そして『風紀』の腕章をつけているポニーテールは、剣岳 芽衣ツルギダケメイという。風紀委員長である。

春樹は心の中で彼女らを『三本尻尾』と言っている。無論、皮肉をこめてだ。


「で、何か用ですか会長?」


芽衣に竹刀を下ろしてもらい、渋々と言った様子で春樹は振り返った。

そこには、断崖絶壁の胸を張る薫が仁王立ちしていた。


「これ!」


突き出されたのは一枚の紙。

見事な達筆で文字が書かれているが、出来れば認識したくない。


「何です……これ」

「決まってるじゃない。退学届け」


さも、当たり前と言った表情を浮かべ、春樹に無理やり押し付けた。


「後、あなたの名前を書いて、校長に渡せばいいから」

「いや、書くつもりはない」

「書きなさい。というか書け。それが、世のため学校のため、そして生徒のためなの」


酷い言われようだが、春樹にとっては何時ものことだ。

何故か、この生徒会長様は登校するたびに退学を迫ってくる。

学力は高い方だし、これといった問題行動もしていない。至って普通の男子生徒だ。記憶喪失で仮名であること以外は。

何故、退学を迫られないといけないのだろうか。

無理やり持たされた退学届けを問答無用で引き裂き、更にそれを重ねて引き裂く。これで四等分。
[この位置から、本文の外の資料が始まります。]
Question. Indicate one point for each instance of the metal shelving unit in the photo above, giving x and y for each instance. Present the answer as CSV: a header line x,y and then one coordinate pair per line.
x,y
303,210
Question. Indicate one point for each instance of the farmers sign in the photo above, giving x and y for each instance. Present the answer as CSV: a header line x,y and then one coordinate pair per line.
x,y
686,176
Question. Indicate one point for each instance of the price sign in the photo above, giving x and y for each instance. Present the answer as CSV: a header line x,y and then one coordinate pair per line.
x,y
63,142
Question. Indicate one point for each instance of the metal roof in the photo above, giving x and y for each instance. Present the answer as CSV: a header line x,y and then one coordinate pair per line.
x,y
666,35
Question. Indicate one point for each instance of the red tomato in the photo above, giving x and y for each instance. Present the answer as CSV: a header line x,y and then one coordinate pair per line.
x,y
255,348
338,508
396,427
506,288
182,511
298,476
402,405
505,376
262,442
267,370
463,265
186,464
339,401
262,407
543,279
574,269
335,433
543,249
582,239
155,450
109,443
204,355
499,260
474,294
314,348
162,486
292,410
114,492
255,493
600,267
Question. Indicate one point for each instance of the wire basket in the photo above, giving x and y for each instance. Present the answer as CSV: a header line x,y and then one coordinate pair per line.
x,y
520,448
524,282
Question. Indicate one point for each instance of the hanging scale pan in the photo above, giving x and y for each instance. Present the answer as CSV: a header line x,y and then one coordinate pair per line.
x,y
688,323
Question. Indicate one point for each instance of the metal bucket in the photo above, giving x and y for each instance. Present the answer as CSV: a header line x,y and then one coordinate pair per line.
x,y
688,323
それを見た薫が何やら騒いでいるが、春樹は気にしない。

何度も引き裂いて細かくしていく。

細かくなった退学届けは、風に舞って飛んでいく。


「ちょっと、何するのよ」

「まったく、やってられん。毎回同じネタをやって……飽きたぞ」

「ネタじゃないわよ!全く、いい加減に自主退学してくれないかしらね!」

「これから先も退学の予定はないな」


とまぁ、いつもこんなやりとりをしている。

平和そのものである。


「さて、今日も一日頑張ろー」


やる気ない棒読みで拳を上げ、スタスタと学校の敷地に入っていく。


「あ、コラ待ちなさい!」


薫が追いかけようとするが、女子生徒に挨拶され、持ち場から離れることが出来なかった。

生徒会長としての責務だろうか。


「くぅ、今度こそ退学に追い込んであげます……!」


この誓いも、昨日も一昨日もたてたものと同じだった。